Robert Fico a fait écho à Victor Orban lorsqu’ils ont tous deux condamné la prétendue « politique pro-guerre » de l’UE, déclarant que Bratislava et Budapest « ne danseront pas sur la musique de Kiev ». Les deux dirigeants rencontrent régulièrement Poutine. Robert Fico a décidé d’assister aux célébrations du 80e anniversaire du jour de la Victoire à Moscou. Ce faisant, il a rejeté l’appel de Kaja Kallas, cheffe de la diplomatie de l’UE, qui avait demandé aux dirigeants européens de boycotter le défilé du Kremlin.

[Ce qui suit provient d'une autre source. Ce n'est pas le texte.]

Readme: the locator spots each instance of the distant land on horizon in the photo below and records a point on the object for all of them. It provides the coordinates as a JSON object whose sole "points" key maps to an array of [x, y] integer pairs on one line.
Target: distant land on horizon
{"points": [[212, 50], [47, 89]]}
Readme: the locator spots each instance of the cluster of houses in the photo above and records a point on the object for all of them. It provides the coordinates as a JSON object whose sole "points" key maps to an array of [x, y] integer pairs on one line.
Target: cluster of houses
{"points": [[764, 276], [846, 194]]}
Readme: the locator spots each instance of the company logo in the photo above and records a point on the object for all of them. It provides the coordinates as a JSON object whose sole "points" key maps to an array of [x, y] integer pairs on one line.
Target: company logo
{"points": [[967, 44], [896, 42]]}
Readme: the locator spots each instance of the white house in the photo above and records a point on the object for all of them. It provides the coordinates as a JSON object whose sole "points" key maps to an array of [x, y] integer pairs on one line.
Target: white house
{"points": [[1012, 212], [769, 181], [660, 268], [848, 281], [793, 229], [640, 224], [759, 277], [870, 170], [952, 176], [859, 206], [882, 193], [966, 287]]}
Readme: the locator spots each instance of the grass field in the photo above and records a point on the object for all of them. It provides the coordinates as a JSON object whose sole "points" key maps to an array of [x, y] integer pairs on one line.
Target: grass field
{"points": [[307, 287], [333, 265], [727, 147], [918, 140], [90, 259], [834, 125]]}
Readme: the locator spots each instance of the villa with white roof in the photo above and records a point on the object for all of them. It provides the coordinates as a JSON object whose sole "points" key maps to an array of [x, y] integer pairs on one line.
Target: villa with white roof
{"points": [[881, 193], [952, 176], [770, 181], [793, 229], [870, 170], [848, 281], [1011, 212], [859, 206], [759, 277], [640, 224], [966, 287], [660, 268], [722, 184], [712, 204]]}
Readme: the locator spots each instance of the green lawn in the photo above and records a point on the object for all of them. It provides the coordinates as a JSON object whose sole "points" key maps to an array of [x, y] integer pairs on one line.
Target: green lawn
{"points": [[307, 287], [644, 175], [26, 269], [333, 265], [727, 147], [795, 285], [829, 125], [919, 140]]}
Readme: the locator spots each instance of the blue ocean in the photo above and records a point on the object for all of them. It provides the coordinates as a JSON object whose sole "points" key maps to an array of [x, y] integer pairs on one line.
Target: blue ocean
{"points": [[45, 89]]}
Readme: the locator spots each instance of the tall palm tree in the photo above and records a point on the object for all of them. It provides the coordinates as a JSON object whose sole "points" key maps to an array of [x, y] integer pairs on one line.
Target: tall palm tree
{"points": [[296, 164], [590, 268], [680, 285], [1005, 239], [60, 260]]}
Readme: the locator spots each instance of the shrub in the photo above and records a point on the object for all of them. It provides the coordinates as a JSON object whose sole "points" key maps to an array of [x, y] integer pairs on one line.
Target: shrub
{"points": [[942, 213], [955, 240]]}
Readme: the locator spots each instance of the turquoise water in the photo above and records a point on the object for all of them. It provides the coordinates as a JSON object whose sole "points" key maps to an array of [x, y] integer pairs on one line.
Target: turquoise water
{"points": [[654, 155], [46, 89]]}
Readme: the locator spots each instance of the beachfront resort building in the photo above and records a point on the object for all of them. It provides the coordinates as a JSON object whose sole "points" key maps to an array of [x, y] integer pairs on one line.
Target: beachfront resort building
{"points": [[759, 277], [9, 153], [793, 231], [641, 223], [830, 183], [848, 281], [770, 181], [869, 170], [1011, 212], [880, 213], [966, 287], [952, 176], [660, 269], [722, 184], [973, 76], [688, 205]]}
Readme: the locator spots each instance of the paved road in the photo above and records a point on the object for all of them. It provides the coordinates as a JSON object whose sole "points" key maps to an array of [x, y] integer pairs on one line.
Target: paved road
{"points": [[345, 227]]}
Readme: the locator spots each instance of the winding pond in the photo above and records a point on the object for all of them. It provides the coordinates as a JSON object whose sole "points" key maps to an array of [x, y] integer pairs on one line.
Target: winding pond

Avec l’élection du nouveau président de la Pologne, la fraction des pays opposés à tout transfert de compétences à l’Union européenne disposera d’une force de frappe dangereuse pour la construction européenne. À moins que l’expérience politique et l’habileté du premier ministre polonais Donald Tusk ne lui permette de gagner la cohabitation à son avantage.